最近のパソコン用CPUではシステムコントローラ(ノースブリッジ)やグラフィックコントローラ(GPU)も一緒に集積されていることがほとんどである。
有名どころ一覧
CPUなどのマイクロプロセッサを自社で生産しているのはインテルのみであり、他は全て製造を他社に委託している(ファブレスメーカー)。
汎用
AMD | 一時はパソコン・サーバー向けを中心にx64に特化していたが、現在はARM互換製品にも力を入れる。GPU統合製品を得意とし、PS4にも採用されている |
インテル | 現在は主にパソコン・サーバー向けのx64で圧倒的シェアを誇る。過去にはi960など独自開発のRISCプロセッサやARM互換製品などを販売していた |
IBM | PowerPC・POWERシリーズ。主にIBMと日立のサーバ機に採用。過去にはPS3、Wiiなどの据置ゲーム機、Macintoshなどが採用していた |
オラクル(旧サン・マイクロシステムズ)・富士通 | 両社はサーバー分野で協業関係にあり、富士通の開発したSPARC64シリーズがスーパーコンピュータ「京」などに採用されている |
ARM | 組み込み用途におけるベストセラーCPU「ARMアーキテクチャ」を手がけ、ニンテンドーSWITCHにも採用。もともとパソコン用だったが長らく組み込み市場に特化しており、汎用CPUとしては他社がARMからライセンスを受け実装する形態をとっている。電力効率に非常に優れていることから近年はサーバー向けにも展開しており、「京」の後継機にも採用された |
RISC-V | 2010年に登場したCPUアーキテクチャの新星。オープンソースでライセンス料不要であることから注目を集めているが採用例はまだ少ない |
モバイル機器
マイクロコントローラ
ARM | 1990年代以降多くのメーカーへのライセンスビジネスを展開しており、ルーターやデジタルカメラのような高性能製品から単純なリモコンのようなものまで分野を問わず幅広く使われる。2011年には70億個、2015年には148億個のコアが販売され、世界で最も売れているCPUシリーズとなっている |
MIPS | 1990年代から2000年代のプリンターやネットワーク機器、ロボットなどによく使われていたが、競合するARMアーキテクチャに敗れ存在感が薄れつつある |
RISC-V | 上述のMIPSの設計者らが関わって2010年に立ち上げたオープンソースの命令セット。2010年代後期になってから、多くのメーカーがSSDコントローラなどでの採用を表明している |
NXPセミコンダクターズ(旧Freescale) | PowerPCシリーズ、ColdFire |
日立製作所 | SuperHシリーズ(SH-3,SH-4)。カーナビ、ワンセグ受像機、小惑星探査機はやぶさなど国産の組み込み機器にしばしば使われる。過去にはドリームキャストやセガサターンが採用していた |
過去の製品
(レトロPCなどに搭載された。互換品が組み込み向けに今でも生産されている場合がある)

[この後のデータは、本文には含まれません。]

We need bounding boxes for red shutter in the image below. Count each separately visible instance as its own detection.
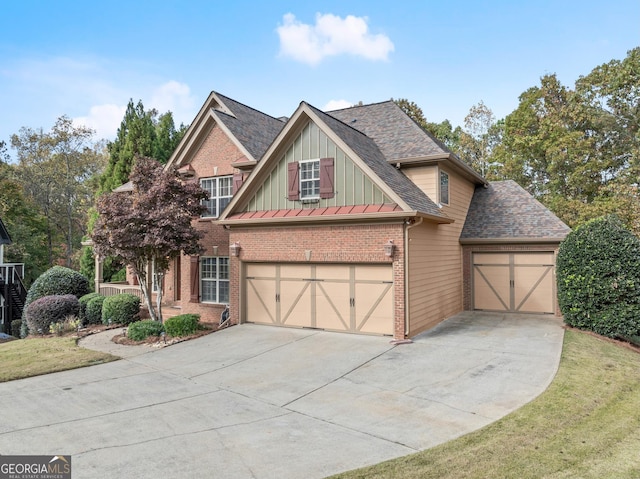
[233,173,244,195]
[320,158,335,199]
[189,256,200,303]
[287,161,300,201]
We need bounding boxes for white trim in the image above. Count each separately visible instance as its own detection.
[198,256,231,304]
[199,175,233,218]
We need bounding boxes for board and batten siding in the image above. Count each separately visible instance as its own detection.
[245,121,393,211]
[407,167,474,336]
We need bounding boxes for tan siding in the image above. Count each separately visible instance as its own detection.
[245,122,391,211]
[402,165,446,203]
[407,167,474,336]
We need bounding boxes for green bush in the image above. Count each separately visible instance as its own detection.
[102,293,140,325]
[11,319,22,338]
[25,266,90,307]
[25,294,80,334]
[164,314,200,338]
[85,295,106,324]
[127,319,164,341]
[556,216,640,338]
[111,268,127,283]
[49,316,81,336]
[78,293,102,324]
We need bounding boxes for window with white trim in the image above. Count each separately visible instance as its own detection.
[200,256,229,304]
[200,175,233,218]
[440,171,449,205]
[300,159,320,200]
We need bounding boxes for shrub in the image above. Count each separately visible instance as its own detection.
[556,216,640,338]
[78,293,102,324]
[25,294,80,333]
[127,319,164,341]
[85,295,106,324]
[102,293,140,324]
[111,268,127,283]
[164,314,200,338]
[25,266,90,307]
[11,319,22,338]
[49,316,81,336]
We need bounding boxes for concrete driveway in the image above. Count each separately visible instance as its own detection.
[0,312,563,479]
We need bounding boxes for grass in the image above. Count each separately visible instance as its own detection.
[333,331,640,479]
[0,337,120,382]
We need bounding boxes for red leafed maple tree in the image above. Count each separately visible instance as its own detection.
[91,157,208,321]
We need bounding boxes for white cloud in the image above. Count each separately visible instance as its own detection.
[322,100,353,111]
[73,104,127,138]
[277,13,394,65]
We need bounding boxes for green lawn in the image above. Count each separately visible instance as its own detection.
[333,331,640,479]
[0,337,120,382]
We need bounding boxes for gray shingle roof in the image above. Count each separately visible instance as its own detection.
[460,180,571,242]
[215,92,285,161]
[327,101,449,161]
[307,104,446,218]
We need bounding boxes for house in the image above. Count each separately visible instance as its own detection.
[138,92,569,339]
[0,218,27,334]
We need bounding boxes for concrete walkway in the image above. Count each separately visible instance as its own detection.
[0,313,563,479]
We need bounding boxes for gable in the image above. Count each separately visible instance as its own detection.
[241,120,394,212]
[166,92,284,172]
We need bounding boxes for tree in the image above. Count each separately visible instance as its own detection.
[99,99,187,194]
[0,161,49,287]
[394,98,462,154]
[491,47,640,232]
[153,112,187,165]
[11,116,104,266]
[492,75,623,226]
[91,157,208,321]
[458,101,504,179]
[576,47,640,183]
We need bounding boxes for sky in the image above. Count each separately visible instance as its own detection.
[0,0,640,152]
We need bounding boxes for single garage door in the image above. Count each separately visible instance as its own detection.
[473,252,555,314]
[244,263,394,335]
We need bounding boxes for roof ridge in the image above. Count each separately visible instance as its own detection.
[301,100,376,143]
[325,99,395,113]
[212,90,284,123]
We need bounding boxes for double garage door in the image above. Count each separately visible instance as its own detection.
[244,263,394,335]
[473,252,556,314]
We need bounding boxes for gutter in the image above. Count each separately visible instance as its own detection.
[404,217,424,338]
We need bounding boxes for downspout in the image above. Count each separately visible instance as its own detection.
[404,217,424,338]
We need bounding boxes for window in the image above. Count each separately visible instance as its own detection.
[287,158,335,201]
[200,256,229,303]
[300,160,320,200]
[200,176,233,218]
[440,171,449,205]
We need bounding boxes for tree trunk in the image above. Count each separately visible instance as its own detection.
[135,269,158,321]
[156,272,164,323]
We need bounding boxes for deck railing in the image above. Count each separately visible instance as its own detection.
[99,283,144,300]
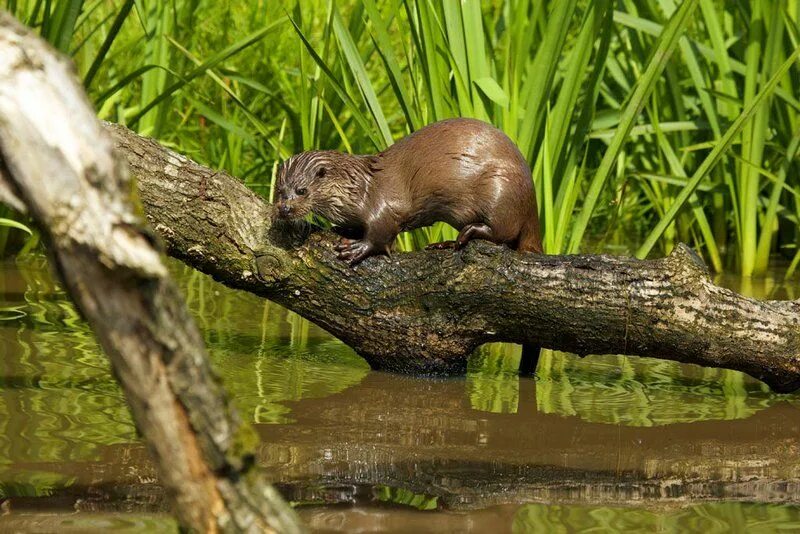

ザイログ | Z80シリーズ | MSX、PC-6001/PC-8001/PC-8801など。過去の組み込み分野では最も多く使われていたCPUであり、パチンコ/パチスロ台では業界団体の内規によりいまだに多く使われる |
モトローラ | MC68000シリーズ | 過去にX68000等に採用され、後にApple、IBMと組んで開発したPowerPCに移行。その後Freescale(現NXPセミコンダクターズ)としてスピンアウトし、組み込み向けのPowerPCシリーズなどを手がける |
モステクノロジー | 6502シリーズ | 互換品がコモドール64、 Atari2600、ファミコン、PCエンジン等ホビーパソコンやゲーム機で広く使われ、組み込み分野でも普及した |
インテル | 8051シリーズ | 初期は単体のMPUだったが、その後は主に組み込み用として用いられる。ビット演算が多く高性能を要求されない用途によく使われ、特にキーボードやUSBコントローラに多く使われていたことで知られるが、ARM系に置き換えられつつある |
インテル | 80386(i386)シリーズ | 80286の後継としてPC/AT互換機、FM-TOWNS、PC-9800シリーズなどのパソコン用CPUとして普及した。そのアーキテクチャはのちにIA-32として定義され、x64に移行するまで広く使われた |
注:表内の企業については設計データなどのライセンス販売している会社や、現在では分社化・その部門のみ別メーカーとして合併しているところ、既に買収されたところがある。
- 【世界のSONYが半導体製造業の王様と業務提携、日本国熊本県に汎用CPU工場建設開始:2025年には日本国内で28nm/22nmプロセス・ルールの車載用CPU完全国産化が可能に!!】
※詳細は台湾積体電路製造(TSMC)と業務提携したSony Semiconductor Solutions Group 2021年11月9日公式発表『TSMC to Build Specialty Technology Fab in Japan with Sony Semiconductor Solutions as Minority Shareholder』(外部リンク)の公式英語情報を参照の事(日本では量産化不可能だった28nm/22nmプロセス・ルールのCPUが完全国産化できるようになるという『正月とクリスマスが同時開催され未来の国からドラえもんが本当にやってきた』ような夢のような嬉しい出来事が現実となったので追記しました)。